3. Plantinga, em suas obra mais recente em Epistemologia, Warranted Christian Belief, não se preocupa em relacionar seu projeto com as esferas de soberania propostas por Kuyper/ Dooyeweerd. Seu projeto é, até onde o entendo, desenvolver uma apologética negativa, demonstrando a racionalidade da fé cristã, de forma a responder a potenciais questionamentos de incrédulos. Note, entretanto, que ele não se propõe ao desenvolvimento de uma filosofia racionalista, nem de uma apologética positiva. È convicção explícita de Plantinga que apenas a obra regeneradora do Espírito Santo pode levar à conversão e ao conhecimento de Deus. Não obstante, ele se dispõe a descrever racionalmente este processo, investigando a capacidade noética do ser humano antes e pós-queda, bem como os efeitos noéticos da ação do Espírito no homem regenerado.
4. A despeito de Warranted Christian Belief não fazer qualquer menção às esferas de soberania Kuyperianas, é possível identificar uma ênfase de Plantinga a elementos da estrutura da criação e aos efeitos da queda sobre os mesmos. Em outras palavras, não creio que Plantinga tivesse qualquer razão para rejeitar a perspectiva Kuyperiana.
Quanto à minha dissertação de doutorado, esclareço o seguinte:
1. A obra não é sobre a Teologia da Libertação. O título é “Uma Análise da Teologia e da Ética Social de Leonardo Boff.” O texto está em inglês. Há um exemplar na Biblioteca do Calvin, mas não creio que isso lhe será muito útil. Eu tenho original, mas você teria que aproveitar uma de suas vindas a São Paulo para verificar o que desejaria copiar. Num futuro não muito remoto, espero trabalhar na tradução e publicação da obra.
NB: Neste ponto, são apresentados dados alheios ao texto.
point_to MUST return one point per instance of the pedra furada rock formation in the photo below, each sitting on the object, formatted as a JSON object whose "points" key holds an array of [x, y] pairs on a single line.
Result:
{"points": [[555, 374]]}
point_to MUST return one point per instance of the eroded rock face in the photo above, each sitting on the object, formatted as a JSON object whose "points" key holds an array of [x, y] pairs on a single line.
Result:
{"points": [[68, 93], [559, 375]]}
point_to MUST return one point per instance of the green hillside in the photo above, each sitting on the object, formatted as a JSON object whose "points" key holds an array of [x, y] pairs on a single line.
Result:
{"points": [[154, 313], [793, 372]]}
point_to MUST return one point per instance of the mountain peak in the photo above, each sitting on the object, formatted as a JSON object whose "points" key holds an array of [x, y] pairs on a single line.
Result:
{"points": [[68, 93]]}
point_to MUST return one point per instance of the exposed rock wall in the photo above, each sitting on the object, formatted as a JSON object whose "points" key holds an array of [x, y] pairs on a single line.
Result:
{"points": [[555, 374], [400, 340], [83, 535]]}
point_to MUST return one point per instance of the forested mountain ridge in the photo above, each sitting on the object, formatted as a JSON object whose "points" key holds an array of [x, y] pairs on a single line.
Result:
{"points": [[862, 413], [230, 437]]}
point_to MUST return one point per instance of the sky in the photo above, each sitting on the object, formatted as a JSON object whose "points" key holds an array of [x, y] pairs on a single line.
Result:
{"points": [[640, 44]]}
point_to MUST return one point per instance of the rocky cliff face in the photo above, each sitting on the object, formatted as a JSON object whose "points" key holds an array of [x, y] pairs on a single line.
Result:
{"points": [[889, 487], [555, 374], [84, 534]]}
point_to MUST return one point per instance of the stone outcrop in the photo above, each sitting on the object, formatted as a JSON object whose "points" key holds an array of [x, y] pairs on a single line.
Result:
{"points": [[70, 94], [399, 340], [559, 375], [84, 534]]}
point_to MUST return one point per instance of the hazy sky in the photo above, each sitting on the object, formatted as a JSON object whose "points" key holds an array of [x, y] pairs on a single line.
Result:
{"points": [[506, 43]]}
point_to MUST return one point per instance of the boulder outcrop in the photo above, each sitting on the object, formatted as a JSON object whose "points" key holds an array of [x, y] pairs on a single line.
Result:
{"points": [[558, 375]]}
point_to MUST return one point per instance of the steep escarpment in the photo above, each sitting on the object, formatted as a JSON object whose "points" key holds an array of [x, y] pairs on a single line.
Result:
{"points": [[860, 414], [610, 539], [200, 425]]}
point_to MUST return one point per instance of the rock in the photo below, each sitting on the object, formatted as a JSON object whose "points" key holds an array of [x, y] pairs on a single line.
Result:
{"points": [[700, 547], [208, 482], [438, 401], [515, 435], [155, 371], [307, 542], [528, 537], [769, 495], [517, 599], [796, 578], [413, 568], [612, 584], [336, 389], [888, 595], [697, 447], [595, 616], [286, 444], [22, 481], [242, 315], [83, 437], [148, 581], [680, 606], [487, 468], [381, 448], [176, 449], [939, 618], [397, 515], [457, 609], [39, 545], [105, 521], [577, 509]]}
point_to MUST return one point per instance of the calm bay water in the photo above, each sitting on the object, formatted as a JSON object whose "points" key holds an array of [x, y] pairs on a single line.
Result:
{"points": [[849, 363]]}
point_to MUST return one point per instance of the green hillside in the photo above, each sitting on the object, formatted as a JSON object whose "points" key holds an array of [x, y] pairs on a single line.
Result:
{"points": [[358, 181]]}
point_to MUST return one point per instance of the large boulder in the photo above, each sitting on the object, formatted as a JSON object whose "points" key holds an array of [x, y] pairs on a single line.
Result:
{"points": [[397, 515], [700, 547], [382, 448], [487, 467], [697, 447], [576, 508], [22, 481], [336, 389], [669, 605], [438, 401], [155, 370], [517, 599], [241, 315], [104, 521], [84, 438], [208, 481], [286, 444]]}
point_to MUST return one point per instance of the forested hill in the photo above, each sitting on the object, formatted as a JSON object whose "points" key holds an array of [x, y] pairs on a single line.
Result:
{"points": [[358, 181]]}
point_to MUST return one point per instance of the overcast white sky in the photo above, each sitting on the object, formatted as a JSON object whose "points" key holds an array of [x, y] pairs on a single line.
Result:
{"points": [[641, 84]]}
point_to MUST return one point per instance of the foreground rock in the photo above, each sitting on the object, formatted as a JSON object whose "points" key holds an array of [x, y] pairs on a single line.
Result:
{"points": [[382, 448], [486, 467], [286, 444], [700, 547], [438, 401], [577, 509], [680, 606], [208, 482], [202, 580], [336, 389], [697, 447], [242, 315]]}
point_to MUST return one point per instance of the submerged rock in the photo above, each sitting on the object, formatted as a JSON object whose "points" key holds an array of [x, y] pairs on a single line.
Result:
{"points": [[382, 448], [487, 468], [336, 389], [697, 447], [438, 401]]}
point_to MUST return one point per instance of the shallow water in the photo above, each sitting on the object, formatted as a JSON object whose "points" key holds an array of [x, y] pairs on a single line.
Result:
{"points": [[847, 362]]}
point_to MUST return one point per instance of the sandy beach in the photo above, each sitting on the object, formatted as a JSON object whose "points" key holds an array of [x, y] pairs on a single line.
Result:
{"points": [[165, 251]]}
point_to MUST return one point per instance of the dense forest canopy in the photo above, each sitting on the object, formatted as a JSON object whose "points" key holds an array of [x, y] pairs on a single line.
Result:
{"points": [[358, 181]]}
2. Não entendi exatamente o que você quis dizer em seu e-mail por “desajustes.” Os desajustes a que você se refere são entre a Teologia da Libertação e projeto neo-Calvinista? Entre minha interpretação de Wolterstorff e a intenção do autor em Until Justice and Peace Embrace? Entre a posição de Wolterstorff e a da Teologia da Libertação?
3. O que quer que você tenha em mente, é minha convicção que Wolterstorff, a despeito de ser um neo-Calvinista assumido, tentou se valer de alguns subsídios fornecidos pela Teologia da Libertação, tal como, a teoria da dependência por exemplo, promovendo um tipo de síntese entre neo-Calvinismo e TL. Não creio que ele tenha sido bem sucedido. Em minha dissertação, deixo isso claro, como você poderá observar, se vier a lê-la.
Espero que estas observações sejam úteis em seus estudos. Lamento uma vez mais minha demora em responder seu e-mail. Minha oração é que o Senhor continue a abençoá-lo em sua vida acadêmica e pessoal.